Tissue Eng Part A. 2011 Apr;17(7-8):915-26. doi: 10.1089/ten.TEA.2010.0493. Epub 2010 Dec 18.
Transfection with either hypoxia-inducible factor-1α (HIF-1α) or heme oxygenase-1 (HO-1) gene can induce neovascularization in ischemic tissues. Although expression of transfected HIF-1α gene occurs rapidly, the expressed HIF-1α protein degrades quickly, limiting its therapeutic efficacy. Meanwhile, expressed HO-1 protein does not rapidly undergo degradation, but gene expression occurs a couple of days after transfection, resulting in apoptosis and a delay in angiogenesis in ischemic tissues at the incipient period of HO-1 gene transfection.

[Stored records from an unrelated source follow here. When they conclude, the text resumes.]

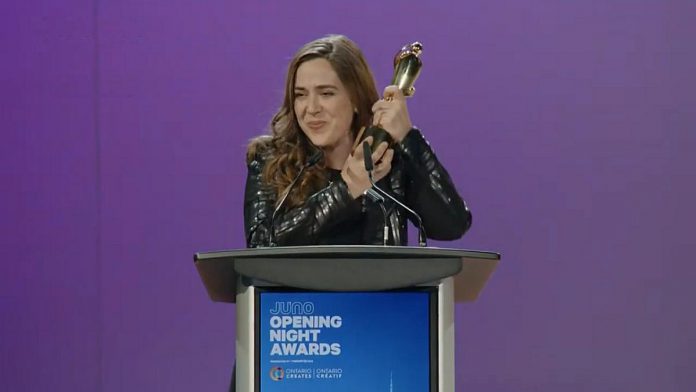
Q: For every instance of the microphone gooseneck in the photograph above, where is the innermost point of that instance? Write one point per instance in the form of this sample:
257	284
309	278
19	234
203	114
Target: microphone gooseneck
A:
313	160
374	195
369	166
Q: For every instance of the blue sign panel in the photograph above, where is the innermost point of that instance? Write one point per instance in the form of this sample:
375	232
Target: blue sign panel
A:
348	342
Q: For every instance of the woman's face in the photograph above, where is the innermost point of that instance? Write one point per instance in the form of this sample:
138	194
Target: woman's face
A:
322	105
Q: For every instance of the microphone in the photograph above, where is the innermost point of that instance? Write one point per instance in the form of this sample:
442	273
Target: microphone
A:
373	195
369	166
313	160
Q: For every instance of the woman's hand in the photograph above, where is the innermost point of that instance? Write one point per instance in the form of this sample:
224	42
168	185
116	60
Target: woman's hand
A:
354	173
391	113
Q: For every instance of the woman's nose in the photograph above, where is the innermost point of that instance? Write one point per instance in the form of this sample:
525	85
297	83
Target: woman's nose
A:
314	106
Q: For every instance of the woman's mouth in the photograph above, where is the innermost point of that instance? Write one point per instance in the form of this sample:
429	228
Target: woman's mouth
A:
315	124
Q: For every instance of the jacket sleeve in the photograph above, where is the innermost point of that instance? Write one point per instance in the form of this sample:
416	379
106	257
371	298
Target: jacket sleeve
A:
300	225
430	190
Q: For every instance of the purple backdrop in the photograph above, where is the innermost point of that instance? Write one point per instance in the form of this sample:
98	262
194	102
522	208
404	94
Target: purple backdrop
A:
569	128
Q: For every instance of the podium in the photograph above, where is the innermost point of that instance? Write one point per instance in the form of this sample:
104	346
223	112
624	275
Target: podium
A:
306	313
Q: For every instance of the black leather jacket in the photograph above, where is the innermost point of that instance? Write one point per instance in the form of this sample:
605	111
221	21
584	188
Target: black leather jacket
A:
417	179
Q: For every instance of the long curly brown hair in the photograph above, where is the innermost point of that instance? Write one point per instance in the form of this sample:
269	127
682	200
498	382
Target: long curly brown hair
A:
287	148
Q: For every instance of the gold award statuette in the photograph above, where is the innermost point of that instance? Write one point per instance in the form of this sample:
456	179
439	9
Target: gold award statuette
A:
407	67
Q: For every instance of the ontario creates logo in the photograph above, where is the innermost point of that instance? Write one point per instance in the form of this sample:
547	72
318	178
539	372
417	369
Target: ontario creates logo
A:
277	373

We hypothesize that combined delivery of HIF-1α and HO-1 gene will enhance antiapoptosis and neovascularization in ischemic tissue compared with HIF-1α or HO-1 single-gene therapy. To test this hypothesis, ischemic mouse hindlimbs were treated with HIF-1α and/or HO-1 gene therapy. The combined gene therapy proved superior to both single-gene therapies, resulting in rapid expression of HIF-1α gene and long-term maintenance of expressed HO-1 protein. The apoptosis in the ischemic region was significantly less, and angiogenic growth factor secretion and angiogenesis were greater in the combined gene therapy than in either of the single-gene therapies. Our results suggest that a combined gene therapy of HIF-1α and HO-1 enhances the transfection of both genes and improves angiogenesis compared with either single-gene therapy.

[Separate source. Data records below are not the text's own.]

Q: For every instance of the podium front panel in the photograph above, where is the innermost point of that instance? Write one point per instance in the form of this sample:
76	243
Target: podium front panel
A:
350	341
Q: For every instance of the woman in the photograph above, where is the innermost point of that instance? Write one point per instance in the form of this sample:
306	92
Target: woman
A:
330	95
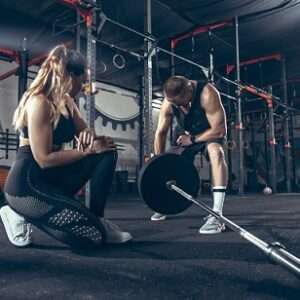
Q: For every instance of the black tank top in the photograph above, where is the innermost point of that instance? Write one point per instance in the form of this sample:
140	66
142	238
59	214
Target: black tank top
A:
195	121
63	133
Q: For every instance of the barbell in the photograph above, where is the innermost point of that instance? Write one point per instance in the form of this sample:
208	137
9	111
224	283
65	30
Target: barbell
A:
169	184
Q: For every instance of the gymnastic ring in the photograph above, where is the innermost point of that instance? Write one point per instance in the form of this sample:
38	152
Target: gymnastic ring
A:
231	144
99	68
246	145
121	64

转染缺氧诱导因子-1α(HIF-1α)或血红素加氧酶-1(HO-1)基因均可诱导缺血组织的新生血管形成。尽管转染的 HIF-1α 基因表达迅速,但表达的 HIF-1α 蛋白很快降解,限制了其治疗效果。同时,表达的 HO-1 蛋白不会迅速降解,而是在转染后几天才发生基因表达,导致 HO-1 基因转染初期缺血组织中的细胞凋亡和血管生成延迟。我们假设,与 HIF-1α 或 HO-1 单基因治疗相比,联合递送 HIF-1α 和 HO-1 基因将增强缺血组织的抗细胞凋亡和新生血管形成作用。为了验证这一假设,我们用 HIF-1α 和/或 HO-1 基因治疗缺血性小鼠后肢。联合基因治疗明显优于单基因治疗,导致 HIF-1α 基因的快速表达和表达的 HO-1 蛋白的长期维持。缺血区的细胞凋亡明显减少,联合基因治疗中促血管生成生长因子的分泌和血管生成也明显大于单基因治疗。我们的结果表明,与单基因治疗相比,HIF-1α 和 HO-1 的联合基因治疗增强了两种基因的转染,并改善了血管生成。